Después de París, mi padre me envió a Padua para estudiar derecho. Mientras tanto, yo seguía sufriendo mi dilema vocacional: sentía que la llamada venía de Dios y, al mismo tiempo, debía obediencia a mi papá, según las costumbres muy arraigadas en mi época. Estaba perplejo. Pedí consejo a mis compañeros, especialmente al padre Antonio Possevino. Con su ayuda y discernimiento, elegí algunas reglas y ejercicios para la vida espiritual y también para la vida en sociedad con los compañeros y toda clase de personas. Al final de mis estudios hice una peregrinación a Loreto. Permanecí como en éxtasis -dicen mis compañeras- durante media hora en la Santa Casa de María de Nazaret. Volví a confiar mi vocación y mi futuro a la Madre de Jesús. Nunca me he arrepentido de haber confiado totalmente en Ella.

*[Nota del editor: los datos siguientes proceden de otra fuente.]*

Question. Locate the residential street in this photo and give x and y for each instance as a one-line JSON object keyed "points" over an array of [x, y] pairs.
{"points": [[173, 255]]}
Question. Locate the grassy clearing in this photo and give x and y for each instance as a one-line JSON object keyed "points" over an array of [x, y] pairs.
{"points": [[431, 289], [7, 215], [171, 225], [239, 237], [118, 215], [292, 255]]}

De vuelta a casa, a la edad de 24 años, conocí a una hermosa chica llamada Francesca. Ella me gustaba, pero me gustaba más mi proyecto de vida. ¿Qué hacer? No les contaré aquí todos los detalles de mi batalla. Sólo sé que al final me atreví a pedirle a mi papá que me diera permiso para seguir mi sueño. Finalmente aceptó mi elección, pero lloró.

A partir de ese momento, mi vida cambió por completo. Antes, mi familia y mis compañeros me veían concentrado en mí mismo, preocupado, un poco cerrado. De un momento a otro, todo se puso en marcha. Me había convertido en otro hombre. Me ordené sacerdote a los 26 años e inmediatamente me lancé a mi misión. Ya no tenía dudas: Dios me quería en este camino. Me sentía feliz.
Mi vocación, pensarán, era una vocación especial, aunque les diré que también fui nombrado obispo de Ginebra-Annecy a la edad de 35 años. En mi ministerio pastoral y de acompañamiento, siempre estuve convencido y me enseñaron que toda persona tiene una vocación. De hecho, no se debería decir: todo el mundo tiene vocación, sino que se debería decir: todo el mundo es una vocación, es decir, una persona que ha recibido una tarea “providencial” en este mundo, en previsión del mundo futuro que se nos ha prometido.